Citations de Lacan
- « La place que j’occupe comme sujet de signifiant est-elle, par rapport à celle que j’occupe
comme sujet du signifié, concentrique ou excentrique ? Voilà la question. » (Écrits, pages 516-517)
- « […] la scène de l’Autre, où l’homme comme sujet a à se constituer […] »
(Séminaire 10, page 137)
- « En tant que nous sommes le sujet qui pense […] nous dépendons du champ de l’Autre, qui était là
depuis un bout de temps avant que nous venions au monde, et dont les structures circulantes nous déterminent
comme sujet. » (Séminaire 11, page 222)
- « […] la fonction du sujet, en tant qu’il est qu’il est celui que détermine le langage, est le seul départ
qui peut nous donner le fil conducteur […] » (Séminaire 12, séance du 10/03/1965)
Point de vue du modèle
Selon l'approche du modèle lacanien, le sujet humain est une entité abstraite composée de deux parties et d’un opérateur.

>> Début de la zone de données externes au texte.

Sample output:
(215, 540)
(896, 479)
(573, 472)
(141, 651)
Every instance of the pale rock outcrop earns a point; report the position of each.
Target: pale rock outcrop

Le sujet est forcément une entité ternaire — un triplet, un ensemble de trois éléments.
- La partie qui représente le sujet dans l’ordre symbolique (« le sujet de signifiant »)
est le sujet barré. La partie qui reste dans le réel (« le sujet du signifié ») est l'être du sujet :
Lacan appelle ce reste réel l'objet petit a.
- L’opérateur est le langage, la structure des signifiants que Lacan nomme le grand Autre.
Le langage est à la fois le diviseur et le lien, parce que les deux parties du sujet humain demeurent toujours liées entre elles,
précisément par le processus de la division qui les crée.
Citations de Lacan
- « Par rapport à l’Autre, le sujet dépendant de cet Autre s’inscrit comme un quotient […] Il y a, au
sens de la division, un reste, un résidu. Ce reste […] c’est le petit a. » (Séminaire 10, page 37)
- « […] la psychanalyse nous apprend que le sujet, de par ce qui est l’effet même du signifiant,
ne s’institue que comme divisé, et d’une façon irréductible. Voilà ce qui sollicite de nous l’étude de ce qu’il en est du sujet
comme effet de langage […] » (Séminaire 15, séance du 13/03/1968)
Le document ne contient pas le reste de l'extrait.